Mario Zillmann, Leiter Professional Services bei Lünendonk und Autor der Studie:

„Beide Bewertungen zeigen, dass die Maßnahmen von einer klaren Zustimmung weit entfernt liegen“

Den zentralen Reformvorhaben „Trennung von Prüfung und Beratung“, „Joint Audit“, „Pure Audit Firms“ sowie „obligatorische externe Rotation“ stehen die Studienteilnehmer mehrheitlich kritisch gegenüber.

Die Maßnahmen kommen in der Bewertung nicht über 5,0 hinaus. Die höchste Bewertung entfällt hier mit 4,9 auf der „Trennung von Prüfung und Beratung“.

Während Vorstände und Geschäftsführer bei diesem Punkt ambivalent antworten, lehnen Aufsichtsgremien und vor allem die Leiter Finanzen
und Controlling diesen Vorschlag ab.

„Pure Audit Firms“ (3,9) werden ebenso als nicht zielführend eingestuft wie „Joint Audit“ (3,7).

Die „obligatorische externe Rotation“ liegt mit 4,0 im leicht negativen Skalenbereich.

Aus den Gesprächen geht hervor, dass dieses Ergebnis durch zwei Faktoren beeinflusst wird: zum einen von Studienteilnehmern, bei denen die externe Rotation – also der vorgeschriebene Wechsel der Prüfungsgesellschaft – ohnehin Usus ist, zum anderen von der Frage, nach welchem Zeitraum der Wechsel obligatorisch sein soll.

„Die Bewertung wäre bei Großunternehmen und Konzernen positiver ausgefallen, wenn die Rotation nach 14 oder 20 Jahren obligatorisch sei. Ein kürzerer Zeitraum wird weitestgehend abgelehnt“

erklärt Zillmann.

Verantwortliche von mittelständischen Unternehmen haben unabhängig von der Wechselfrequenz eine klare Meinung: Für sie kommt die obligatorische externe Rotation nicht infrage.

Ging es bei der ersten Fragenkategorie um die reine Qualitätsverbesserung in der Abschlussprüfung, wurden im weiteren Verlauf der Untersuchung auch die Vorteile sowie der zu erwartende Aufwand durch die Regulierungsmaßnahmen untersucht.
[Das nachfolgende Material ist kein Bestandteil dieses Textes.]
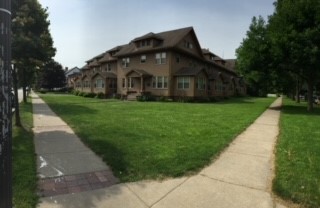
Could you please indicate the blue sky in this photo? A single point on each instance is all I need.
(82, 29)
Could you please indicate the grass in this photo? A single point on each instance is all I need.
(24, 161)
(155, 140)
(298, 155)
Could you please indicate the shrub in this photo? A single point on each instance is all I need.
(100, 95)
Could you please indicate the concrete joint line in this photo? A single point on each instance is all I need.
(169, 192)
(234, 184)
(266, 124)
(136, 195)
(54, 153)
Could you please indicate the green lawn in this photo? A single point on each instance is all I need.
(24, 161)
(152, 140)
(298, 155)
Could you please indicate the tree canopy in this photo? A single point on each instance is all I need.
(32, 44)
(283, 50)
(52, 76)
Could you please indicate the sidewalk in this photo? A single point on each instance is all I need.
(239, 178)
(64, 164)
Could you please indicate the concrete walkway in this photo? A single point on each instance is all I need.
(64, 164)
(239, 178)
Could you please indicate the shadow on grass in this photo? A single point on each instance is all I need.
(61, 108)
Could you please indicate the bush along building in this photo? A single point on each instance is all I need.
(163, 65)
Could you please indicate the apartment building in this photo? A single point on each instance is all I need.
(167, 64)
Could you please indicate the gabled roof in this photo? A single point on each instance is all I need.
(95, 58)
(105, 75)
(168, 40)
(107, 58)
(72, 71)
(189, 71)
(94, 63)
(150, 35)
(140, 72)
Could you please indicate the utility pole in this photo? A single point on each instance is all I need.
(5, 106)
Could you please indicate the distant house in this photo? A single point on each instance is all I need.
(167, 64)
(71, 75)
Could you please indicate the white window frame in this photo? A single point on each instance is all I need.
(108, 67)
(143, 59)
(125, 62)
(201, 84)
(130, 83)
(160, 82)
(183, 83)
(99, 83)
(161, 58)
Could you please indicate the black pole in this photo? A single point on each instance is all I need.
(5, 106)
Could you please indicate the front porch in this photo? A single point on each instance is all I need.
(135, 83)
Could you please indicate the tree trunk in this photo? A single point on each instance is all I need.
(16, 99)
(298, 90)
(310, 95)
(24, 92)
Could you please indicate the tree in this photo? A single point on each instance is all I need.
(253, 59)
(52, 76)
(295, 33)
(32, 44)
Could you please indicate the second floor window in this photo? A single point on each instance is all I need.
(130, 82)
(99, 83)
(160, 82)
(125, 62)
(143, 59)
(183, 82)
(108, 67)
(161, 58)
(201, 85)
(113, 84)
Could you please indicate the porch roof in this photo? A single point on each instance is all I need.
(138, 73)
(105, 75)
(188, 71)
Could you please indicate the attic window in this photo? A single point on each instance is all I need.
(144, 43)
(143, 59)
(187, 44)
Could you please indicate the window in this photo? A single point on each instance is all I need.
(130, 83)
(183, 82)
(86, 84)
(144, 43)
(201, 85)
(113, 84)
(108, 67)
(161, 58)
(99, 83)
(123, 83)
(143, 59)
(187, 44)
(178, 58)
(125, 62)
(219, 86)
(160, 82)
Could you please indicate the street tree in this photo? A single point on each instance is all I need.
(52, 76)
(32, 44)
(295, 34)
(253, 59)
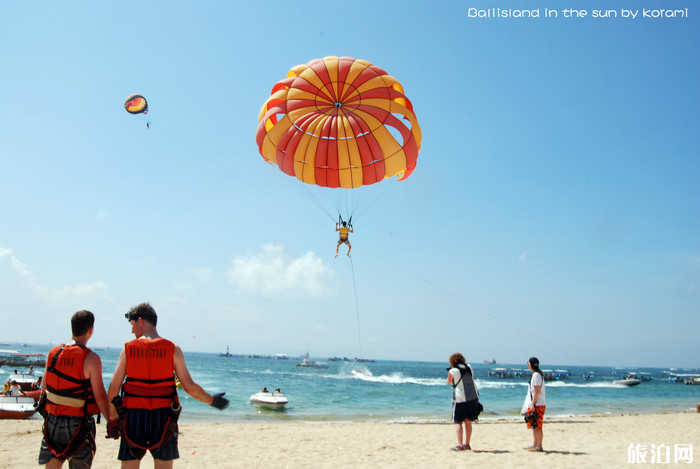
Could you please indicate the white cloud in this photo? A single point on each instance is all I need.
(51, 294)
(272, 272)
(204, 274)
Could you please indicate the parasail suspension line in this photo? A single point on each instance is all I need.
(357, 309)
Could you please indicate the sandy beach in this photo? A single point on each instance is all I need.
(568, 442)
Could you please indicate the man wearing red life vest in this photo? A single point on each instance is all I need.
(72, 392)
(146, 396)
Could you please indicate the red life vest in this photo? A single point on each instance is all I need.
(68, 390)
(150, 379)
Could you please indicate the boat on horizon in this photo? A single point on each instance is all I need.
(627, 382)
(275, 400)
(16, 408)
(306, 362)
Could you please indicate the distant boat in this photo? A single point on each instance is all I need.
(306, 362)
(16, 407)
(500, 373)
(627, 382)
(640, 375)
(275, 400)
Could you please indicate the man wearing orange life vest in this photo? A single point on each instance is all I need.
(344, 232)
(72, 392)
(149, 407)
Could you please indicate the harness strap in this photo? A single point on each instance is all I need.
(170, 429)
(63, 400)
(134, 390)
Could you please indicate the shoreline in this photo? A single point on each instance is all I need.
(595, 441)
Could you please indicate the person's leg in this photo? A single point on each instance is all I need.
(539, 435)
(459, 434)
(468, 433)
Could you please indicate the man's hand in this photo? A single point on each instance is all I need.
(219, 401)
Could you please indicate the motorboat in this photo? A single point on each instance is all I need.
(275, 400)
(306, 362)
(25, 380)
(640, 375)
(25, 360)
(17, 408)
(500, 373)
(627, 382)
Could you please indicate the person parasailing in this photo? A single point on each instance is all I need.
(344, 232)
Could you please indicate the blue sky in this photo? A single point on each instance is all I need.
(554, 210)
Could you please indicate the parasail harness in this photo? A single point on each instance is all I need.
(77, 396)
(139, 388)
(341, 221)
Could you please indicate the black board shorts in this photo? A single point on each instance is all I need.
(145, 428)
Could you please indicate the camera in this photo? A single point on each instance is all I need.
(531, 418)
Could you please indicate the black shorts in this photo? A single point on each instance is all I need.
(462, 411)
(145, 428)
(60, 431)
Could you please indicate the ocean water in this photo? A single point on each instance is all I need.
(402, 391)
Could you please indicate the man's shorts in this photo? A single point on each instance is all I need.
(145, 428)
(539, 410)
(60, 431)
(462, 411)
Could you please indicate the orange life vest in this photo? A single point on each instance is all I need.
(68, 390)
(150, 380)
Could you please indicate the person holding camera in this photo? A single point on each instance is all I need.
(535, 404)
(465, 399)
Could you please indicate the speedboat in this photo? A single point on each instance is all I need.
(275, 400)
(16, 407)
(25, 380)
(627, 382)
(306, 362)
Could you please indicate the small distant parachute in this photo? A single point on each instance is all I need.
(338, 122)
(136, 104)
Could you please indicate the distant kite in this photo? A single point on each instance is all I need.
(339, 122)
(136, 104)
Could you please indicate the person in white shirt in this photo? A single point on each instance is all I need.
(535, 404)
(465, 399)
In allen sieben Vorschlägen aus dem EU-Grünbuch sehen die Befragten keinen nennenswerten Mehrwert für das eigene Unternehmen.
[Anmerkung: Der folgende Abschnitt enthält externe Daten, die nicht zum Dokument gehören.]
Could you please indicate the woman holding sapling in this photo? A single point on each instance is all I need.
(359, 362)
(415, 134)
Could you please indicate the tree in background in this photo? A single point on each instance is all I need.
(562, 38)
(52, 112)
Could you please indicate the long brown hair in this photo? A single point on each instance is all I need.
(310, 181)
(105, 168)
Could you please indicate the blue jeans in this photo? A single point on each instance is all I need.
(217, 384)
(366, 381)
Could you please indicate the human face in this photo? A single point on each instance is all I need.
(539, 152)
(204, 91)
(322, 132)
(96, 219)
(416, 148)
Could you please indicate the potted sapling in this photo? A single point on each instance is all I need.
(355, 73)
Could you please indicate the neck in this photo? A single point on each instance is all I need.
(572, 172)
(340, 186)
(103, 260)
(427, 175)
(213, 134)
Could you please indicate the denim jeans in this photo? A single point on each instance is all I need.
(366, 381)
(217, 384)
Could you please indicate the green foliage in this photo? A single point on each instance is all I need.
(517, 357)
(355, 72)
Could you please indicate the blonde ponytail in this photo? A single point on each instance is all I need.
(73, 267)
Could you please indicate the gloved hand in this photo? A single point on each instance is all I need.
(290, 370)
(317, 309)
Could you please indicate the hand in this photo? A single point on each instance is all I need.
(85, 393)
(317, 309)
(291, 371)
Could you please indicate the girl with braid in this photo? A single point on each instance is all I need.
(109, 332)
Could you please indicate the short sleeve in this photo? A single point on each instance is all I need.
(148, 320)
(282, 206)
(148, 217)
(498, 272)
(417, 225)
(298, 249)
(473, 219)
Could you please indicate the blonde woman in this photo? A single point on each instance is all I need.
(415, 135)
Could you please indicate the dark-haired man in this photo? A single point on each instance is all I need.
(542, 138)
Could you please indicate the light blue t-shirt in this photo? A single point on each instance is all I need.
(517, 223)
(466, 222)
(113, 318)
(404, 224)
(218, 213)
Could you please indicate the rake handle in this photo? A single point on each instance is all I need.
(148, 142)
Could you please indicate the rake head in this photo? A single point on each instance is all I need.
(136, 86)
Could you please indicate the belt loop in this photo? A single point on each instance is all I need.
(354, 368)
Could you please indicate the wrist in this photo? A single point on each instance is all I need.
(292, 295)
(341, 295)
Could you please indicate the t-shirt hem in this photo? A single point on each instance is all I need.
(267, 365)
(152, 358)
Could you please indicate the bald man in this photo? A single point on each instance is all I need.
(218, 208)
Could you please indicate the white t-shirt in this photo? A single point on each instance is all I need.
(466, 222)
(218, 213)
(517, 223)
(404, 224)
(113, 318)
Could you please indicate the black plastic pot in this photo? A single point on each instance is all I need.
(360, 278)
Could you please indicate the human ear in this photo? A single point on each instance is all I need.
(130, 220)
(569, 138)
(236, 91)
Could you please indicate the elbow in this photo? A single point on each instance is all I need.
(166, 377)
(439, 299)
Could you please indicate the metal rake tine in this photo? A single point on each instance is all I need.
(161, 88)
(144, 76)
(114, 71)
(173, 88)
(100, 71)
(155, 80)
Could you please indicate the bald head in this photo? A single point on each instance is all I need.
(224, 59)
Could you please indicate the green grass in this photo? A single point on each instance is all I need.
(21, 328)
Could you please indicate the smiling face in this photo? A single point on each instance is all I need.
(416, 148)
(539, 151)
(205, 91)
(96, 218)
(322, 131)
Ein überdurchschnittlich hoher Mehraufwand wird vor allem bei der „obligatorischen externen Rotation“ sowie „Joint Audit“ erwartet.

Jörg Hossenfelder, Geschäftsführender Gesellschafter von Lünendonk:

„Ein weiteres Studienergebnis: Laut Interviewpartner hat kein einziger EU-Grünbuch-Vorschlag signifikante Auswirkungen auf eine zukünftige Vermeidung von Banken- oder Bilanzskandalen“

„78 Prozent sind der Ansicht, die Krise habe andere Ursachen und Katalysatoren.“

In erster Linie zeichnet die erste Führungsebene der Mandanten für Unternehmenssteuerung, -bilanzierung und Risikomanagement verantwortlich – nicht der Abschlussprüfer.
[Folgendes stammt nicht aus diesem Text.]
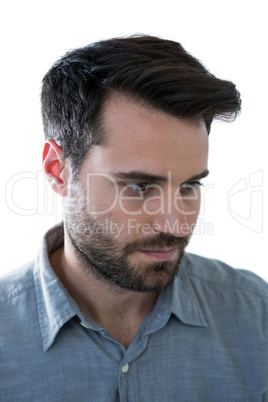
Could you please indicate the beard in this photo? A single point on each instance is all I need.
(107, 258)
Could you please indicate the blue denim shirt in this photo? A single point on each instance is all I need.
(205, 340)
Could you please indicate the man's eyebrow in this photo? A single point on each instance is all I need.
(200, 176)
(137, 175)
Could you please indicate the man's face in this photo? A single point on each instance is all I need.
(132, 211)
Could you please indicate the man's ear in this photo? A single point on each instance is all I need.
(55, 167)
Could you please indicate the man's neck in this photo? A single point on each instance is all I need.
(119, 311)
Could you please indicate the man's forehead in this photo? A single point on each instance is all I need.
(127, 121)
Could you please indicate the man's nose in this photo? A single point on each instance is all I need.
(173, 220)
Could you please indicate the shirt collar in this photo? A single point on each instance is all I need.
(55, 306)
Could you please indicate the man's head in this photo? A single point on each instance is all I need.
(127, 124)
(155, 72)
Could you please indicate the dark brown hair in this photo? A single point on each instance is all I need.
(157, 72)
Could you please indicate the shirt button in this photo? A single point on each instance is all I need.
(125, 368)
(84, 324)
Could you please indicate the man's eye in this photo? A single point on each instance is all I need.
(138, 187)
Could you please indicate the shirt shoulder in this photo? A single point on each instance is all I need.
(16, 282)
(219, 274)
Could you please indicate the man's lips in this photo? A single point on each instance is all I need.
(160, 254)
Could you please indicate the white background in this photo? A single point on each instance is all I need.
(229, 37)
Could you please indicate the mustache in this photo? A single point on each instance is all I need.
(162, 240)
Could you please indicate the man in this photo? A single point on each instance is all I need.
(113, 309)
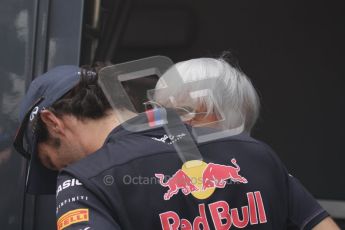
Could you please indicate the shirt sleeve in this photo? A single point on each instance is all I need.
(77, 208)
(304, 211)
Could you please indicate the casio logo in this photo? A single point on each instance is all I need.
(66, 184)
Auch dies ist ein eindeutiges Ergebnis der Studie.

Hintergrund zum EU-Grünbuch:

Die EU-Kommission für den Binnenmarkt und Dienstleistungen beschäftigt sich als Folge der Finanz- und Wirtschaftskrise mit einer Reformierung des Marktes für Abschlussprüfungen.

Hintergrund ist die Annahme, dass einige Großunternehmen und Konzerne – insbesondere Finanz- und Kreditinstitute – auch durch einen fehlerhaften Prozess der Abschlussprüfung sowie eine mangelhafte Kommunikation zwischen Wirtschaftsprüfern, Geschäftsleitung und Aufsichtsorganen hinsichtlich vorhandener Prozessstörungen und Bilanzfehlern in Schieflage gerieten.

Im Kern zielen die von der EU-Kommission unter dem Begriff „EU-Grünbuch“ 2011 veröffentlichten Vorschläge zur Reformierung des Marktes für Abschlussprüfungen darauf ab, verloren gegangenes Vertrauen in die Märkte sowie in eine ordnungsgemäße Unternehmensführung wiederherzustellen und die Qualität der Abschlussprüfungen deutlich zu verbessern.